Chef Jonathon Sawyer is a restless soul. After making a name for himself at Bar Cento in Ohio City, he opened the vaunted Greenhouse Tavern downtown. He followed this with Noodlecat, a slurpy noodle shop locals love.

But Sawyer can’t stop there. Next up for the chef is a line of handcrafted probiotic vinegars.

The Tavern Vinegar seed was planted years ago, when Sawyer was living in Brooklyn, New York. He and his wife splurged on a $25 bottle of Cabernet Sauvignon vinegar.

“I got home and tasted it, and it was just OK,” Sawyer said. “You could get a good bottle of Cabernet for less than a good bottle of Cabernet vinegar.”

So he began tinkering with his own.

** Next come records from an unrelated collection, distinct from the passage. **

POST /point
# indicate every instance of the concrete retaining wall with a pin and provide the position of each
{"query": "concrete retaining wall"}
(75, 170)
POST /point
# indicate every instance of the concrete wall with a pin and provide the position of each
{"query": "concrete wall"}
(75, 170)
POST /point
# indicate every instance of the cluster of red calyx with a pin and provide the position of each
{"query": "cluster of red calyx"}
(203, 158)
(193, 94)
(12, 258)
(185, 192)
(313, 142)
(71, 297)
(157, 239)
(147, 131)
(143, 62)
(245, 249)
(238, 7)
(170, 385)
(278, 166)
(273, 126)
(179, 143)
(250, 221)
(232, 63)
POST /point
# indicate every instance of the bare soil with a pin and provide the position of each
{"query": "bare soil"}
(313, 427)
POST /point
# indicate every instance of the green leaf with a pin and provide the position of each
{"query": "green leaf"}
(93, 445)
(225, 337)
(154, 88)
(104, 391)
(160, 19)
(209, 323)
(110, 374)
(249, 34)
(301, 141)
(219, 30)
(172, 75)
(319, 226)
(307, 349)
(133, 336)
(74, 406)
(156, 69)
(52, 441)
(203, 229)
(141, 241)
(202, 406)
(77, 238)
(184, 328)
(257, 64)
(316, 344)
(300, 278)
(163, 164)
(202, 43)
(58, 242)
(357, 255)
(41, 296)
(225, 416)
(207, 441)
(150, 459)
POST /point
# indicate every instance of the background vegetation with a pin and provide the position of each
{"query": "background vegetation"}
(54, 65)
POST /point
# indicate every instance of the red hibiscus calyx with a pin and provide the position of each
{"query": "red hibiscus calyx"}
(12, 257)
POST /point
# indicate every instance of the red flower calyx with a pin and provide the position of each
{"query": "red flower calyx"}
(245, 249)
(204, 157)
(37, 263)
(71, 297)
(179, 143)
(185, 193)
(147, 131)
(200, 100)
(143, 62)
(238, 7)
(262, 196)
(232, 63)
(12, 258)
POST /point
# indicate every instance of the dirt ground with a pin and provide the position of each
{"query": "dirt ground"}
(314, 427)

Over time, that stovetop project would blossom into Tavern Vinegar.

Three years ago, when the Sawyers moved to Shaker Heights, into a home built in 1867, they suddenly had the space to start making vinegar in earnest. The temperature in their root cellar varies by a mere half degree day to day so he can turn at least 2,400 gallons of vinegar per year.

Sawyer is now making five vinegars: a red wine vinegar using Chateau Richard Cotes de Bergerac 1994; a white wine vinegar using Sacha Lichine “Sexy Chardonnay” 2004; a craft beer vinegar using Vintage Brooklyn Winter Ale; a garlic-beer vinegar using Busch Light; and a rosé vinegar using Mas de Bazan Bobal Cabernet-Merlot 2004.

Sawyer also has at least five other vinegars in development. “We want our vinegars to be cheaper than others and made better,” Sawyer said.

The vinegars are available at retail outlets in Chicago, New York and Houston, but as usual, Sawyer has his sights set higher. Sawyer said that by June he hoped to be partnering with a local “oak and grains guy” to up production and get the vinegars on more retail shelves.

“It turned into a hobby-business,” Sawyer said.